PINKERTON’S CEDES ARCHIVES TO LIBRARY OF CONGRESS

WESTLAKE VILLAGE, Calif.
Published: September 19, 2000

In late spring 2000, movers appeared at Pinkerton’s U.S. Security Corporate headquarters to begin packing up the company’s archives, covering 1850-1938, for transport to its new home at the Library of Congress. The value of the archive is estimated by the Library as about $1 million, and includes 195 binders on criminal investigations, a large collection of photographs, biographical information on founder Allan Pinkerton and his sons, William and Robert, promotional materials and canvassing papers, among other items.

Highlights of the archive, which was added to the Library’s Manuscript Division (which already held nine volumes of the company’s Civil War correspondence), include: an 1862 photo of Allan Pinkerton with President Abraham Lincoln and General John McClernand after the Battle of Antietam; and a 1901 studio photograph of Harry Longbaugh, better known as the “Sundance Kid,” and his girlfriend Etta Place.
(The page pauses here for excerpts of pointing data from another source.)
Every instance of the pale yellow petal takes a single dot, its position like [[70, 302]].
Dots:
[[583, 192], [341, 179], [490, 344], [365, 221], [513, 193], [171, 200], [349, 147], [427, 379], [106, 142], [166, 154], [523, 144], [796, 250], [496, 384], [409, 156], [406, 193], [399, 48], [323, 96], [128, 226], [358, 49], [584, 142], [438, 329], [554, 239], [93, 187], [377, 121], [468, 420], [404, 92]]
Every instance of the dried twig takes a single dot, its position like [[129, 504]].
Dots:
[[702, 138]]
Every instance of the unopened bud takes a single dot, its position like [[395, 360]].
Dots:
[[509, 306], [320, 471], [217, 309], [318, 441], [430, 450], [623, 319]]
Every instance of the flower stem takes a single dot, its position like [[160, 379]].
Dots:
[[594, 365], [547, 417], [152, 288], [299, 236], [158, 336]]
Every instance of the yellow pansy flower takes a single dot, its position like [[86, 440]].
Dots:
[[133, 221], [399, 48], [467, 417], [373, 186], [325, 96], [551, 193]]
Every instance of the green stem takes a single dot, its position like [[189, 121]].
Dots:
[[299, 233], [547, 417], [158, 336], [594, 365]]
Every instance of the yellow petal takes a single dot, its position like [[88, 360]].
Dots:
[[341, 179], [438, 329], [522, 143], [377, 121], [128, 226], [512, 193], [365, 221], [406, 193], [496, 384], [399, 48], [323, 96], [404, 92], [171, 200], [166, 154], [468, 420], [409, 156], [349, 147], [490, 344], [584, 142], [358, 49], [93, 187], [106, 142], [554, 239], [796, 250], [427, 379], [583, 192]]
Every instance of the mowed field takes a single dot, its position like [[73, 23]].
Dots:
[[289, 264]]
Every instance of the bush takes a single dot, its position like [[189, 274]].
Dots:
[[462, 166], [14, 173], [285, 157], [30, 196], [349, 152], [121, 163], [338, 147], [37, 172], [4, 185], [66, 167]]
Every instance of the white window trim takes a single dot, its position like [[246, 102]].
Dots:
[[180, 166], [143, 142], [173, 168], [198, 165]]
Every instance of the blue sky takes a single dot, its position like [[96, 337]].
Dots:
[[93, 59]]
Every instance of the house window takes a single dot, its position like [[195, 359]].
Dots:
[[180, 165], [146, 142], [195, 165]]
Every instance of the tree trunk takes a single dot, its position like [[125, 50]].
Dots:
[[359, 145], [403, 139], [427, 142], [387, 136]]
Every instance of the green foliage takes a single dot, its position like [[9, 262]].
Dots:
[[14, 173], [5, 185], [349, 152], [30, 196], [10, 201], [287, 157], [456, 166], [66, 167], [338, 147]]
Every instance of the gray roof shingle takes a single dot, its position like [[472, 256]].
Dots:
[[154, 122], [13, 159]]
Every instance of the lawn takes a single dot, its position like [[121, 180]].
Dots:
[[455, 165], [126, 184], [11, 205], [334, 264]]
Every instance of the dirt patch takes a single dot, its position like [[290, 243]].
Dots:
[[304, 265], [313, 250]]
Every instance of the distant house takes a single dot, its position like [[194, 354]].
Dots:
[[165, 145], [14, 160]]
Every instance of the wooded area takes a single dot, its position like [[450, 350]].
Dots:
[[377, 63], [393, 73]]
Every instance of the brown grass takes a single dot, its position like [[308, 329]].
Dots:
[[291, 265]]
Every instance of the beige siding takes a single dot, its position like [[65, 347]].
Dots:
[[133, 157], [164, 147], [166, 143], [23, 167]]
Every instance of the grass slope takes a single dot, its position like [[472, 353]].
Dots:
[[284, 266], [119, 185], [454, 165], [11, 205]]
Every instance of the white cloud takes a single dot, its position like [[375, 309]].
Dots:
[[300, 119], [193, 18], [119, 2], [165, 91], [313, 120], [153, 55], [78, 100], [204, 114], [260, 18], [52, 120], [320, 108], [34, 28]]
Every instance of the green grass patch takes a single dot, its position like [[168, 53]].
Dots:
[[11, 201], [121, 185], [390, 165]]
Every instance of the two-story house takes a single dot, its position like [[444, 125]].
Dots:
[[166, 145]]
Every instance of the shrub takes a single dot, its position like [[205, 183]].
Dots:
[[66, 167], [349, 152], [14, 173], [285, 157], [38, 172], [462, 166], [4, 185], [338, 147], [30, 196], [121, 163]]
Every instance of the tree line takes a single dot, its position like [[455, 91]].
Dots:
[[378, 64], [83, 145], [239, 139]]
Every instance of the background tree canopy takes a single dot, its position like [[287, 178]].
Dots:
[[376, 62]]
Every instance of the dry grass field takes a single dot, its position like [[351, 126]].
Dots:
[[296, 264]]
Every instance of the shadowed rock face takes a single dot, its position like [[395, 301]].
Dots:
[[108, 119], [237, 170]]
Pinkerton later cropped the images of Place and Longbaugh and reproduced them separately in “wanted” posters. Pinkerton’s President Don Walker says, “We are honored that the Library of Congress considers our archives to be of historical significance. We have always believed that Allan Pinkerton began what became a great legacy to this country when he founded the Agency in 1850.”